In tali contesti molteplici possono essere le condotte di disturbo perpetrate da un inquilino irrispettoso, comportamenti che, a seconda dei casi, possono determinare responsabilità di natura civile e/o penale.
Nella pronuncia qui in commento (Corte di Cassazione, sentenza del 20/10/2020 n. 22860), il giudice di legittimità ha affrontato il caso di un inquilino che aveva posto in essere a danno degli altri condomini una serie di comportamenti molesti (nella specie, ingiurie e imbrattamenti con vernice del portone di ingresso).
Alla luce di questi comportamenti, il proprietario dell’appartamento condotto dall’inquilino molesto, ricevute le lamentele degli altri condomini, si rivolgeva all’autorità giudiziaria chiedendo che fosse dichiarata la risoluzione del contratto di locazione stipulato con il conduttore e la convalida dello sfratto a questi intimato.
Sia in primo grado che in appello i giudici accoglievano le domande formulate dal proprietario, ravvisando in capo al conduttore un inadempimento contrattuale e condannando quest’ultimo a rilasciare l’immobile.
In virtù di tali pronunce, il conduttore proponeva allora ricorso per Cassazione.
Ebbene, con il provvedimento qui in commento anche i giudici di legittimità, investiti della questione, hanno confermato le pronunce dei giudici di primo e di secondo grado suffragandone nella sostanza le motivazioni.
Infatti, secondo la Suprema Corte, tra le obbligazioni che il conduttore deve adempiere nell’esecuzione del contratto ricorre anche prevista all’art. 1587 del Codice Civile, ovvero quella di servirsi dell’immobile con la «diligenza del buon padre di famiglia».
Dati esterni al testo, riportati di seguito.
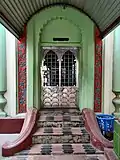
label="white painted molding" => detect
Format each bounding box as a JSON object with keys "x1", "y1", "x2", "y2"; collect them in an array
[
  {"x1": 103, "y1": 32, "x2": 114, "y2": 114},
  {"x1": 5, "y1": 30, "x2": 16, "y2": 116}
]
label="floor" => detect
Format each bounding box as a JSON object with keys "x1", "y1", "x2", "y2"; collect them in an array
[{"x1": 2, "y1": 108, "x2": 106, "y2": 160}]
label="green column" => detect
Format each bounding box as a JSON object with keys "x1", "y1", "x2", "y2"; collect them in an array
[
  {"x1": 0, "y1": 24, "x2": 7, "y2": 117},
  {"x1": 112, "y1": 26, "x2": 120, "y2": 117}
]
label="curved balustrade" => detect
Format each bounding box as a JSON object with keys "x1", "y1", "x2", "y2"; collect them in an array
[
  {"x1": 2, "y1": 108, "x2": 37, "y2": 156},
  {"x1": 82, "y1": 108, "x2": 113, "y2": 150}
]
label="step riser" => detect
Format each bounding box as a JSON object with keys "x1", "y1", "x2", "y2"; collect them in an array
[
  {"x1": 32, "y1": 134, "x2": 90, "y2": 144},
  {"x1": 37, "y1": 122, "x2": 84, "y2": 128}
]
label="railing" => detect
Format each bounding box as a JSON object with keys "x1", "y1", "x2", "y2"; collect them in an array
[{"x1": 2, "y1": 108, "x2": 37, "y2": 157}]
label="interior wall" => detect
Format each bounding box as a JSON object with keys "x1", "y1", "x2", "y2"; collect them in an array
[
  {"x1": 5, "y1": 29, "x2": 16, "y2": 116},
  {"x1": 103, "y1": 31, "x2": 114, "y2": 114},
  {"x1": 27, "y1": 6, "x2": 94, "y2": 109}
]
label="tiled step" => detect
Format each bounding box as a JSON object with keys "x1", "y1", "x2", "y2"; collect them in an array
[
  {"x1": 14, "y1": 144, "x2": 104, "y2": 155},
  {"x1": 37, "y1": 121, "x2": 84, "y2": 128},
  {"x1": 44, "y1": 105, "x2": 77, "y2": 110},
  {"x1": 39, "y1": 108, "x2": 81, "y2": 116},
  {"x1": 32, "y1": 127, "x2": 90, "y2": 144},
  {"x1": 37, "y1": 115, "x2": 84, "y2": 127},
  {"x1": 8, "y1": 154, "x2": 107, "y2": 160}
]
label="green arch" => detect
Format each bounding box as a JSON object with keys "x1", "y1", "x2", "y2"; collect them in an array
[{"x1": 27, "y1": 6, "x2": 94, "y2": 109}]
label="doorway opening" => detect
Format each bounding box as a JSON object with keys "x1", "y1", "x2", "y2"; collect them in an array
[{"x1": 41, "y1": 47, "x2": 78, "y2": 107}]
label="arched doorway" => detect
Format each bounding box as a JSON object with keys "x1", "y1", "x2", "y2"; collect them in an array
[{"x1": 42, "y1": 47, "x2": 78, "y2": 107}]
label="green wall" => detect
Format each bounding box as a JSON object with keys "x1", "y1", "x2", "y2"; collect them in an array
[{"x1": 27, "y1": 6, "x2": 94, "y2": 109}]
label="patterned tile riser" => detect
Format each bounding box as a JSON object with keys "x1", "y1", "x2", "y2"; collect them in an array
[
  {"x1": 39, "y1": 109, "x2": 81, "y2": 116},
  {"x1": 37, "y1": 121, "x2": 84, "y2": 128},
  {"x1": 32, "y1": 134, "x2": 90, "y2": 144}
]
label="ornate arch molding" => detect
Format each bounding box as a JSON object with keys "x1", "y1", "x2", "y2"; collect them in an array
[{"x1": 18, "y1": 5, "x2": 102, "y2": 112}]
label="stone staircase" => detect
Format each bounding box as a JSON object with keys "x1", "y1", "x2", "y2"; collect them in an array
[{"x1": 9, "y1": 108, "x2": 106, "y2": 160}]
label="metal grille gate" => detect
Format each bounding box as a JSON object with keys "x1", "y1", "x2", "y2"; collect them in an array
[{"x1": 42, "y1": 47, "x2": 78, "y2": 107}]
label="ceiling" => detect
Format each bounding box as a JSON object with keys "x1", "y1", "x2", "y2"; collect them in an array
[{"x1": 0, "y1": 0, "x2": 120, "y2": 37}]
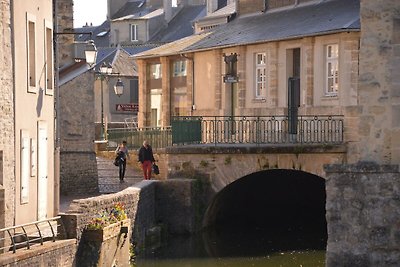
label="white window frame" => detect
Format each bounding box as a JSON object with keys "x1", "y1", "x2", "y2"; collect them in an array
[
  {"x1": 44, "y1": 20, "x2": 54, "y2": 95},
  {"x1": 254, "y1": 52, "x2": 267, "y2": 99},
  {"x1": 20, "y1": 130, "x2": 31, "y2": 204},
  {"x1": 130, "y1": 24, "x2": 139, "y2": 42},
  {"x1": 324, "y1": 43, "x2": 340, "y2": 96},
  {"x1": 26, "y1": 13, "x2": 37, "y2": 93},
  {"x1": 172, "y1": 60, "x2": 187, "y2": 77}
]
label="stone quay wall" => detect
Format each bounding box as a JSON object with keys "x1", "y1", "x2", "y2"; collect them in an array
[{"x1": 325, "y1": 163, "x2": 400, "y2": 267}]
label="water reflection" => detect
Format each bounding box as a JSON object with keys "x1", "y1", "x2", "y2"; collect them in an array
[
  {"x1": 136, "y1": 228, "x2": 326, "y2": 267},
  {"x1": 136, "y1": 170, "x2": 327, "y2": 267}
]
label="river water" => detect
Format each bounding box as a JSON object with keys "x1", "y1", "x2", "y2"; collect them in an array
[{"x1": 133, "y1": 228, "x2": 326, "y2": 267}]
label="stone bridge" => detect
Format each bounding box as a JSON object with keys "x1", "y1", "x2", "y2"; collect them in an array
[{"x1": 159, "y1": 144, "x2": 347, "y2": 193}]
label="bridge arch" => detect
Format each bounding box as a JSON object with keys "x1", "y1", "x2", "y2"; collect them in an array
[
  {"x1": 164, "y1": 145, "x2": 347, "y2": 193},
  {"x1": 203, "y1": 169, "x2": 327, "y2": 242}
]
La violazione di questa norma, realizzatasi nella vicenda esaminata attraverso il compimento degli atti di molestia descritti, a parere della Corte, è quindi da qualificare come abuso della cosa locata e, pertanto, inadempimento idoneo a provocare la risoluzione del contratto di locazione stipulato.
In definitiva, secondo la Corte di Cassazione, la tutela approntata dal locatore avverso le intemperanze e molestie arrecate allo stabile dal proprio conduttore è da ritenere del tutto legittima e la stessa potrà essere attivata anche nel caso in cui si realizzi un solo episodio di molestia particolarmente significativo.
Anche in virtù di questa pronuncia, si ravvisa pertanto l’opportunità di inserire nei contratti di locazione da stipulare apposite clausole che consentano al locatore di approntare una tutela a priori, specificando, per esempio, come le eventuali molestie e liti con gli altri proprietari dello stabile possano costituire, ove provate, causa immediata di risoluzione del contratto e legittimare quindi lo sfratto dall’immobile.